Cloud storage offers really good durability. If you store data on your own hard drive at home, and the data is important to you, you need to do redundancy yourself. Do you have a plan to recover from a hard drive failure? What if your house catches on fire and burns your backups as well?
If you encrypt before uploading they won't even know what it is that you're storing. Just have to make sure you keep your encryption keys safe.
I have two external encrypted 5T hard drives, one I keep at home and one I keep at a family member’s house. The cloud is too expensive to store video on.
My NAS has built in support for all of this by default. Simply put multiple drives in and press Go. The NAS does the rest. It is that easy. I never worry about the integrity of my files. I once had a drive go bad and I received a text message that one of my disks had a problem. I simply pulled it out and installed a new one. I was done.
RAID is not a backup.
Correct. I use raid 0 and run automatic backups to a backup disk.
Yeah but in case of fire or tornado you're screwed unless you have an offsite backup.
The NAS has remote backup capability. I don't use that particular feature, but it's there. My point is, you can buy a NAS that does everything the cloud does for a one time fee. I swear by it. There is even a mobile app that allows you to easily move files back and forth.
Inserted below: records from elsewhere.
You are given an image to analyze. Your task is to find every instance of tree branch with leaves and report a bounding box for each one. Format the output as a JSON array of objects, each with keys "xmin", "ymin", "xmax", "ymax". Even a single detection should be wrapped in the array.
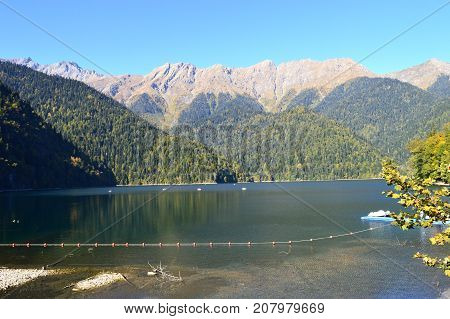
[{"xmin": 381, "ymin": 161, "xmax": 450, "ymax": 277}]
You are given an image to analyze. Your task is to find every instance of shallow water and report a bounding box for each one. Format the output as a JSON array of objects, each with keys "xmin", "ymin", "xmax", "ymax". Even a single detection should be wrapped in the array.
[{"xmin": 0, "ymin": 180, "xmax": 450, "ymax": 298}]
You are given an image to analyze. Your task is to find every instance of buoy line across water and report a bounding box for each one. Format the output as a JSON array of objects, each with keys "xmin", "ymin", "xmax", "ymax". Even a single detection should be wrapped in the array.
[{"xmin": 0, "ymin": 224, "xmax": 391, "ymax": 248}]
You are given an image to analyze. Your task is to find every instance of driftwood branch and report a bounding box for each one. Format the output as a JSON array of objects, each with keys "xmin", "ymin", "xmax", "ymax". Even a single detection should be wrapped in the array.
[{"xmin": 147, "ymin": 262, "xmax": 183, "ymax": 282}]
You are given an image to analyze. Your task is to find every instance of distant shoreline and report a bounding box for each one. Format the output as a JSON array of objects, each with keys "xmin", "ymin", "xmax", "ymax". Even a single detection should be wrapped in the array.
[{"xmin": 0, "ymin": 177, "xmax": 384, "ymax": 194}]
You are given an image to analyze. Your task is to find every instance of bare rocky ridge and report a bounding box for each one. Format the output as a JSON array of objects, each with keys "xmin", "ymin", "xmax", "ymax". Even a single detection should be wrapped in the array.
[
  {"xmin": 4, "ymin": 58, "xmax": 450, "ymax": 127},
  {"xmin": 0, "ymin": 58, "xmax": 104, "ymax": 83},
  {"xmin": 384, "ymin": 59, "xmax": 450, "ymax": 90}
]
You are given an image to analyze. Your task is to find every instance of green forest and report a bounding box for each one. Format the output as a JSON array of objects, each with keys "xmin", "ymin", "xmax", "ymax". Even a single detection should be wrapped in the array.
[
  {"xmin": 0, "ymin": 62, "xmax": 450, "ymax": 188},
  {"xmin": 0, "ymin": 82, "xmax": 116, "ymax": 189},
  {"xmin": 408, "ymin": 123, "xmax": 450, "ymax": 184},
  {"xmin": 186, "ymin": 107, "xmax": 381, "ymax": 181},
  {"xmin": 314, "ymin": 77, "xmax": 450, "ymax": 163},
  {"xmin": 0, "ymin": 62, "xmax": 235, "ymax": 188}
]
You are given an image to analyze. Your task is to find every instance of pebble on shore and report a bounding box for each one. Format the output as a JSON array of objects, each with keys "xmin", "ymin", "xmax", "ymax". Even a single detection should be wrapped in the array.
[
  {"xmin": 72, "ymin": 273, "xmax": 125, "ymax": 291},
  {"xmin": 0, "ymin": 268, "xmax": 55, "ymax": 291}
]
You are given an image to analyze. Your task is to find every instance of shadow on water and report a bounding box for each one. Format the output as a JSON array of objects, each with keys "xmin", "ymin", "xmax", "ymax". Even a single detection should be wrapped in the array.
[{"xmin": 0, "ymin": 181, "xmax": 448, "ymax": 298}]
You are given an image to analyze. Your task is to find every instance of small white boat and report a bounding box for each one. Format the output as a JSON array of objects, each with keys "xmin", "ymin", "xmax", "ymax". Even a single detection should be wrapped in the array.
[
  {"xmin": 361, "ymin": 209, "xmax": 394, "ymax": 222},
  {"xmin": 361, "ymin": 209, "xmax": 448, "ymax": 225}
]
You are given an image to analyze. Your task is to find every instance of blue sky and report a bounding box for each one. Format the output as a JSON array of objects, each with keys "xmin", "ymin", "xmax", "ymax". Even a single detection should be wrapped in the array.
[{"xmin": 0, "ymin": 0, "xmax": 450, "ymax": 74}]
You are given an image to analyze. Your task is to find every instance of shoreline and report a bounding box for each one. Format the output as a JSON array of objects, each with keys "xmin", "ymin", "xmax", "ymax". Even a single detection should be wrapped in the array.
[
  {"xmin": 0, "ymin": 177, "xmax": 386, "ymax": 194},
  {"xmin": 0, "ymin": 265, "xmax": 450, "ymax": 299}
]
Doesn't protect against destruction of NAS.
That or a nuclear blast.
You could use a raid setup to mitigate hard drive failure. Your points are totally valid.
Right. It depends on how much you value your data. Cloud services boast some ridiculous durability value like 99.9999999% or probably even higher if they mirror it across multiple data centers. RAID mitigates single disk failures (or multi-disk failures, depending on the type of RAID) but does not protect you from malfunction of the device itself (imagine it writing random data all over your disks), accidental deletions, ransomware attacks, or a house fire.
Cloud isn't inherently good or bad. It's just another tool that you can use. You just have to be aware of the risks and plan accordingly.
Just have to make sure you keep your encryption keys safe
Probably do like with Bitcoin: use a multi-word phrase to generate the key, so you can write it on paper and store in another location.